- Shield your credit card from prying eyes and ears. Thieves can now use camera cell phones to take photos of your credit cards while you're making purchases. Don't pull your credit card from your wallet or purse until you're ready to use it, and put it away afterward. If you're making a contribution over the phone to a political or nonprofit group, don't give out your credit card number unless you're sure the organization is legitimate.
- Use secure sites when shopping online. Before giving out your credit card number to make a purchase on the Internet, make sure you're on a secure site -- one that begins with https://. (The "s" stands for "secure.") Also, the site should display a small lock or other security seal.
- Change your PIN number. Change the PIN number on your cash card once in a while.
- Shred those documents. If you are purging old investment statements, tax returns and bank documents, use a shredder. And while you have the shredder out, use it on pre-approved credit card offers.
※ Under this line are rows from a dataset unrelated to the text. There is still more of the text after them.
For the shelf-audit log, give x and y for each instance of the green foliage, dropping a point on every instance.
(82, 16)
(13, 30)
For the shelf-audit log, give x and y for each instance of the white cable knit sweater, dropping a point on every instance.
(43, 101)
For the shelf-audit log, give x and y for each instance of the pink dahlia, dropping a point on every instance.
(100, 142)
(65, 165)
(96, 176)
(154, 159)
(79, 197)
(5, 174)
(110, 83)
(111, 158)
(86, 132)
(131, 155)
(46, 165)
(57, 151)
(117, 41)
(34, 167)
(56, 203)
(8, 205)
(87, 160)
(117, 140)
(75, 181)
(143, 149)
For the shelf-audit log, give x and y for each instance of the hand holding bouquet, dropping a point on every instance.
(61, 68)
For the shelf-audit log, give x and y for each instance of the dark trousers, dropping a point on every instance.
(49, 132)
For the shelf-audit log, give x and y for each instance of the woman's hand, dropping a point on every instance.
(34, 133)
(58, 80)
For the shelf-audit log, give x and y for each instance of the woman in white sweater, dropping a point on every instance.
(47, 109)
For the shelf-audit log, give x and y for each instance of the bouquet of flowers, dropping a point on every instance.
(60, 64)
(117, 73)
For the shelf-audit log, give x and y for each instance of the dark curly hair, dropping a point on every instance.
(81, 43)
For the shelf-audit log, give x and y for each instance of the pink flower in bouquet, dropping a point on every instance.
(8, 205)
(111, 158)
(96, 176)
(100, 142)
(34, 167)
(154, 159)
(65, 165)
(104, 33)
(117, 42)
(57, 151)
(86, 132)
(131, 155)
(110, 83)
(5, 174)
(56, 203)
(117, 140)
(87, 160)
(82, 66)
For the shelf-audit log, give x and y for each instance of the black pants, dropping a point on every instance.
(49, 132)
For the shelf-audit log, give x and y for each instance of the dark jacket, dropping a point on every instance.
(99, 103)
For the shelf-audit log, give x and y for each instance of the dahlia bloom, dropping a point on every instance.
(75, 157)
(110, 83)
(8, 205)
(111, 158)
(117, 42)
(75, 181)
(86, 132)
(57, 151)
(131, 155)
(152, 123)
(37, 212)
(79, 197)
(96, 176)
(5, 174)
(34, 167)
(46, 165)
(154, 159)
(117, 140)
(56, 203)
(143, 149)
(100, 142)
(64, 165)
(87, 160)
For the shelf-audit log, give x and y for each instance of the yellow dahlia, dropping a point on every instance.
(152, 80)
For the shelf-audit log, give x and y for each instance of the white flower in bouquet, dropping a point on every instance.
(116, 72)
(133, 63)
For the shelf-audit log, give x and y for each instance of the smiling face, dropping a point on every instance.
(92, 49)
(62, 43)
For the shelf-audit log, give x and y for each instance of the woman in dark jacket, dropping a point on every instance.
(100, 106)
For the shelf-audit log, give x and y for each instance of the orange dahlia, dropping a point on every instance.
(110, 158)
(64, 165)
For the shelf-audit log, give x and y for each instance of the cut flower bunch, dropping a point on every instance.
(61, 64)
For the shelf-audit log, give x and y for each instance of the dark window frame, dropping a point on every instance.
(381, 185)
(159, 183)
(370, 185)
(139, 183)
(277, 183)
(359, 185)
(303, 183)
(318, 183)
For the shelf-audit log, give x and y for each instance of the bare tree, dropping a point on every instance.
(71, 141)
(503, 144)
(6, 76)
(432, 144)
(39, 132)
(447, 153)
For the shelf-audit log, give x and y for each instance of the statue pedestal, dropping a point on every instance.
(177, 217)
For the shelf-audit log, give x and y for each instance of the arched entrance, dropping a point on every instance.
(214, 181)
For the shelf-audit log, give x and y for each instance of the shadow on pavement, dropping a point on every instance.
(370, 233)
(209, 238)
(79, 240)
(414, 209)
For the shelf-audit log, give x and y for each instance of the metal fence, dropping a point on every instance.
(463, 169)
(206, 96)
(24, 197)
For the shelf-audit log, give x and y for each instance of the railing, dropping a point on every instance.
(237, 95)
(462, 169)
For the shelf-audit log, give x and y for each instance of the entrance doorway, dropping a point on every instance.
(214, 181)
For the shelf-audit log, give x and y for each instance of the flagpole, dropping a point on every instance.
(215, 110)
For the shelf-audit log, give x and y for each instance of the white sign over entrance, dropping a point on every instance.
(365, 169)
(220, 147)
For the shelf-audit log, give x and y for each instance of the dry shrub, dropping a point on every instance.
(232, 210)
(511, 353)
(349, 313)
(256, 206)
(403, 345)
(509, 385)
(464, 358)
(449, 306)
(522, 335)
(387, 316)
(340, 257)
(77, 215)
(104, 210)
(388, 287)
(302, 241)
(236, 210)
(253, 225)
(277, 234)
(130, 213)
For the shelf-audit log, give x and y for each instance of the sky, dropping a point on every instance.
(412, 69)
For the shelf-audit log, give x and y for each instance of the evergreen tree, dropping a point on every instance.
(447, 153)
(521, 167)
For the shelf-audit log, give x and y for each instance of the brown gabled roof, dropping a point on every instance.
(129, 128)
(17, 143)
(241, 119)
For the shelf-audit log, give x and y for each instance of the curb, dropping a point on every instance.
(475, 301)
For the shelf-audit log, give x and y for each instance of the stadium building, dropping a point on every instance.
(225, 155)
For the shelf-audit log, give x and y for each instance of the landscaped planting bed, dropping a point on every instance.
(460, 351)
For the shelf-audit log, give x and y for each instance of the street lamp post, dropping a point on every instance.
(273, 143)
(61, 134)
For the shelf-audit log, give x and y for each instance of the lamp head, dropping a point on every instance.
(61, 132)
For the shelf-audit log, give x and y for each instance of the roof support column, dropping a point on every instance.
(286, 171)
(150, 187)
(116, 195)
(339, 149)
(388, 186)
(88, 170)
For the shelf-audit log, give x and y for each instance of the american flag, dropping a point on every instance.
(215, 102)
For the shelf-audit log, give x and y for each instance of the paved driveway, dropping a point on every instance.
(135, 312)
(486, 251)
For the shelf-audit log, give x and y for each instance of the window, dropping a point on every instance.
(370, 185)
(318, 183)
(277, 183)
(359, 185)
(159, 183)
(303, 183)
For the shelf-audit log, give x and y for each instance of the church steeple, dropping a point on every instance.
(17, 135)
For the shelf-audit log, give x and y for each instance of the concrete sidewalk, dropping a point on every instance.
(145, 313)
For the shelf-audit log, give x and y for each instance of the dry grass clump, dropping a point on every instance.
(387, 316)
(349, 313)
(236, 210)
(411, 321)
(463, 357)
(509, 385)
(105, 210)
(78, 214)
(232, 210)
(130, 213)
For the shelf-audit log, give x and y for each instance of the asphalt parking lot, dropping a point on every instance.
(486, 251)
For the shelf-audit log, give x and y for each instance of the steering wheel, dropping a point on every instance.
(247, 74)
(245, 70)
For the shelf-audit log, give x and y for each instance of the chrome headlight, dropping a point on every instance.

- Go "virtual." Try to replace paper statements -- from banks, financial services providers and credit card issuers -- with online versions. Many businesses will be quite happy to save the cost and expense of mailing account statements to you.
- Check your bank statements. Whether you get your bank statements online or on paper, check them at least a few times a month. If you find a transaction that looks unfamiliar or questionable, call your bank to find out more details.
- Get your credit report annually. To request a copy of your credit report, you can call the three main credit bureaus: Equifax (1-800-685-1111), Experian (1-888-0397-3742) and TransUnion (1-800-888-4213). Check your report closely for "surprises" or unaccounted activity.
- Guard your personal information. Don't carry your Social Security card in your wallet. Unless it's truly necessary, as when you're filing official papers, don't give out your Social Security number.